3 Ways to Get the Most Out of Your Innovators

You interview, hire, show them to their desks, and then what, hope for the best?  Hiring an inspired and innovative staff is one of the biggest challenges you as a manager will ever take on, but getting innovative results from your staff takes more than just hiring the best candidate.

So what can be done once you bring your new hires on board?

I had the chance to listen in on a presentation from Dr. Delony Langer-Anderson of 3M while at the Frost & Sullivan 8th Annual Innovation in New Product Development and Marketing in New Orleans, an event in which Wellspring Worldwide was a proud sponsor.  Dr. Langer-Anderson addressed the challenge of bringing out the best in your staff – something she says is sorely ignored and even mismanaged by leaders who may think they’re doing the right thing.

Dr. Langer-Anderson used a term I loved, something she called, “The Fuzzy Front End.”  She explained that at the first level of innovation, the true ideation stage, is the “fuzzy end” of the problem.  It’s something “hairy and scary,” and thus innovation managers want people who are curious by nature in this role.  These are the types of people will try to comprehend and make sense of the abstract chaos, turning it into order.
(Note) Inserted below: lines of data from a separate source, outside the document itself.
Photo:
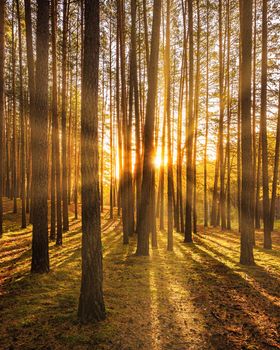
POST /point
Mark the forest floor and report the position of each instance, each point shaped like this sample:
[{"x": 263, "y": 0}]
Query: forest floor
[{"x": 197, "y": 297}]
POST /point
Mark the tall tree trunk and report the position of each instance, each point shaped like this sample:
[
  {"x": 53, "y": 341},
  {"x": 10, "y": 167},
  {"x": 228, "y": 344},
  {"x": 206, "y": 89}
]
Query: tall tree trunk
[
  {"x": 30, "y": 67},
  {"x": 14, "y": 171},
  {"x": 39, "y": 139},
  {"x": 22, "y": 124},
  {"x": 228, "y": 117},
  {"x": 190, "y": 122},
  {"x": 221, "y": 120},
  {"x": 276, "y": 167},
  {"x": 91, "y": 304},
  {"x": 247, "y": 221},
  {"x": 254, "y": 106},
  {"x": 111, "y": 125},
  {"x": 169, "y": 146},
  {"x": 205, "y": 192},
  {"x": 2, "y": 117},
  {"x": 146, "y": 199},
  {"x": 55, "y": 127},
  {"x": 134, "y": 78},
  {"x": 63, "y": 117},
  {"x": 196, "y": 115},
  {"x": 263, "y": 129}
]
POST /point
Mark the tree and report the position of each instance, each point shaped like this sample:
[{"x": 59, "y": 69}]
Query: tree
[
  {"x": 169, "y": 146},
  {"x": 2, "y": 60},
  {"x": 91, "y": 303},
  {"x": 39, "y": 141},
  {"x": 144, "y": 225},
  {"x": 56, "y": 174},
  {"x": 276, "y": 167},
  {"x": 247, "y": 221},
  {"x": 263, "y": 132},
  {"x": 22, "y": 123},
  {"x": 189, "y": 141},
  {"x": 63, "y": 118}
]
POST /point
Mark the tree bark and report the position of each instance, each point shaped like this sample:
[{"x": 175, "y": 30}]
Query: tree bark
[
  {"x": 247, "y": 221},
  {"x": 147, "y": 181},
  {"x": 39, "y": 139},
  {"x": 91, "y": 304}
]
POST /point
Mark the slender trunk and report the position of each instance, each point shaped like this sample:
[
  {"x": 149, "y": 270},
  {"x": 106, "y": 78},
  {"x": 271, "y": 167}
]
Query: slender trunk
[
  {"x": 63, "y": 117},
  {"x": 205, "y": 192},
  {"x": 14, "y": 157},
  {"x": 91, "y": 303},
  {"x": 55, "y": 127},
  {"x": 276, "y": 168},
  {"x": 228, "y": 115},
  {"x": 196, "y": 115},
  {"x": 247, "y": 221},
  {"x": 266, "y": 218},
  {"x": 31, "y": 72},
  {"x": 168, "y": 117},
  {"x": 147, "y": 182},
  {"x": 39, "y": 129},
  {"x": 189, "y": 174},
  {"x": 2, "y": 117}
]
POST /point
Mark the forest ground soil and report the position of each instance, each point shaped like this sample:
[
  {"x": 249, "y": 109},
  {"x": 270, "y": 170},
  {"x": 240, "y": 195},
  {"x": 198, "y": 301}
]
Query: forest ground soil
[{"x": 196, "y": 297}]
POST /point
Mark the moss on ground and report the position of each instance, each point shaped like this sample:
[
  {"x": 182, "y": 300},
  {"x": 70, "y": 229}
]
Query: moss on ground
[{"x": 197, "y": 297}]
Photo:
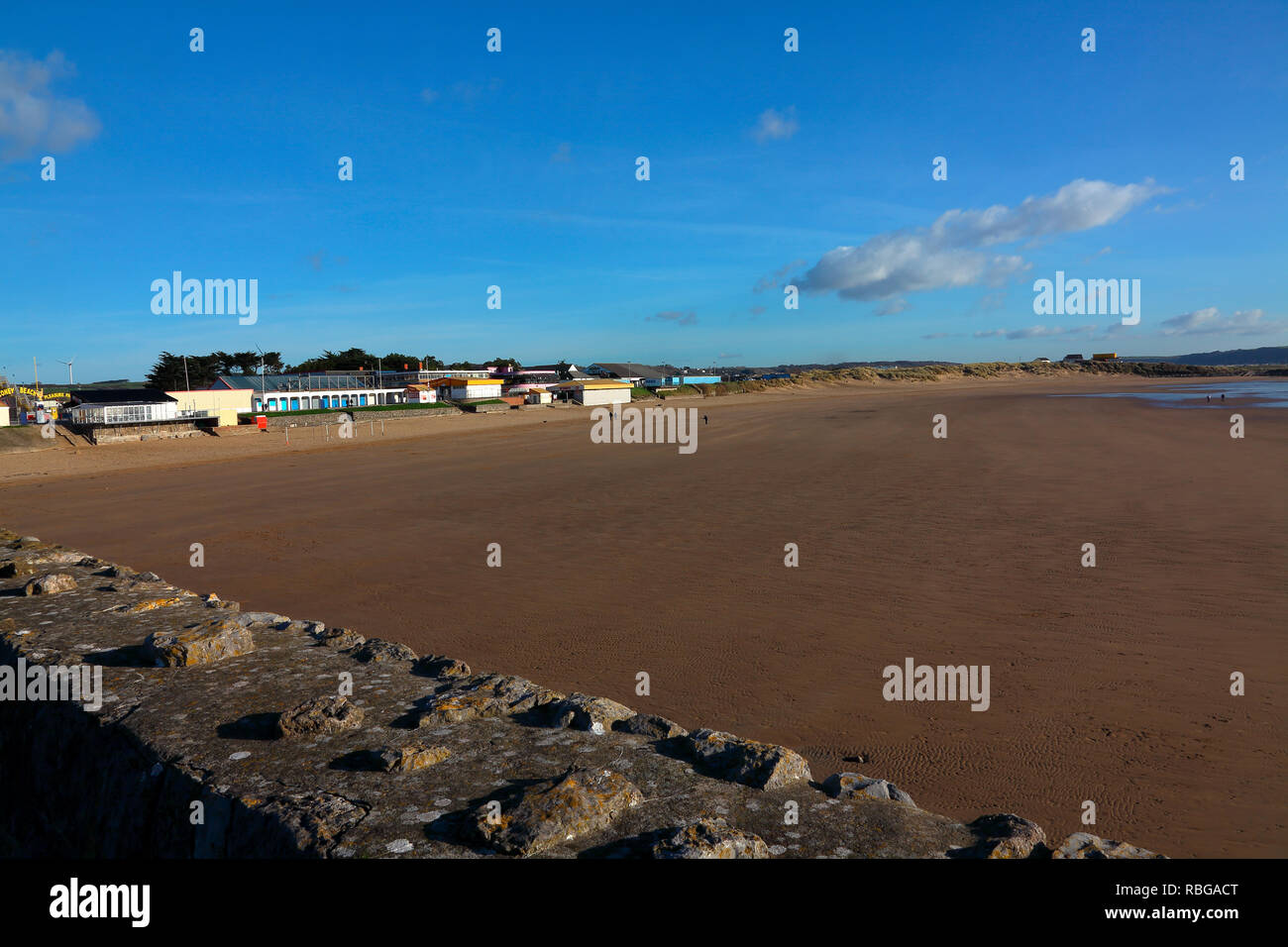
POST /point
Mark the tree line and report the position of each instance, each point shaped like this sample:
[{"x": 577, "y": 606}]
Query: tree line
[{"x": 178, "y": 371}]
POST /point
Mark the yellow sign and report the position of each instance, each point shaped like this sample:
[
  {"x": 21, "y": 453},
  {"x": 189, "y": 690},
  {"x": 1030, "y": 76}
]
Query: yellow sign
[{"x": 33, "y": 392}]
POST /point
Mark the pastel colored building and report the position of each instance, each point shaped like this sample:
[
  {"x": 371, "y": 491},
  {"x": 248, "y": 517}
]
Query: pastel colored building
[
  {"x": 596, "y": 392},
  {"x": 420, "y": 393},
  {"x": 223, "y": 405},
  {"x": 310, "y": 392},
  {"x": 468, "y": 388}
]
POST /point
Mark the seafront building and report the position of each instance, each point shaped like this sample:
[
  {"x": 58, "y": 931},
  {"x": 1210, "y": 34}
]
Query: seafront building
[{"x": 309, "y": 392}]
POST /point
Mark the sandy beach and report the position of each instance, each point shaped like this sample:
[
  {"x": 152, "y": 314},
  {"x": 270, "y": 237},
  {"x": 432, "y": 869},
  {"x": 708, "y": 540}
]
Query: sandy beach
[{"x": 1108, "y": 684}]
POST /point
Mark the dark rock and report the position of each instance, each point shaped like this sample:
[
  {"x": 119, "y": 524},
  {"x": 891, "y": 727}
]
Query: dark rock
[
  {"x": 709, "y": 838},
  {"x": 308, "y": 825},
  {"x": 651, "y": 725},
  {"x": 853, "y": 785},
  {"x": 340, "y": 638},
  {"x": 51, "y": 583},
  {"x": 763, "y": 766},
  {"x": 1086, "y": 845},
  {"x": 441, "y": 667},
  {"x": 404, "y": 759},
  {"x": 320, "y": 715},
  {"x": 1004, "y": 835},
  {"x": 380, "y": 650},
  {"x": 552, "y": 813},
  {"x": 484, "y": 694},
  {"x": 210, "y": 641},
  {"x": 585, "y": 712}
]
Hiring in innovation roles, in my opinion, is really only about two-thirds of the solution.  You make sure you have the best innovation-driven people in place.

It seems from what I have encountered and heard from those who work in these roles is that many innovation managers stop here.  They think, “Hey, I hired a creative mind.  Let’s see what they end up with.”

It’s true that few like working for a micro-manager, especially the creative minds who may be a bit unconventional when addressing innovation.  But Dr. Langer-Anderson pointed out that the best innovation managers are ones who guide and support on a big picture level.

This innovation management support can be developed in three ways:

  1. Help communicate progress.  Too often the R&D teams are so segregated from others within the organization, it’s your responsibility to make sure the work that’s being done is being effectively communicated to other departments.  This will ease minds when it comes to progress on projects and selling those innovations to the business division of your organization.
  2. Ask the right questions.  All it takes is a spark.  Sometimes the right question can push an innovation forward, or address a concern that perhaps the R&D team didn’t see during that ideation station.
  3. Be a voice for innovation.  You may not be a part of the R&D team, but your positive reinforcement can get even more out of them.  Ask encouraging questions, don’t drill them for updates.  In the words of Dr. Langer-Anderson, your job is to see what kind of value your team is bringing you.

One of the quotes she shared that jumped out at me was this:

“Creativity is the greatest rebellion in existence.” –Osho

Creative minds are the ones who break barriers and develop breakthrough innovations.  So as a leader to these creative minds, to gain true innovation, you need to develop a light, but guiding hand that can help your staff become innovative rebels.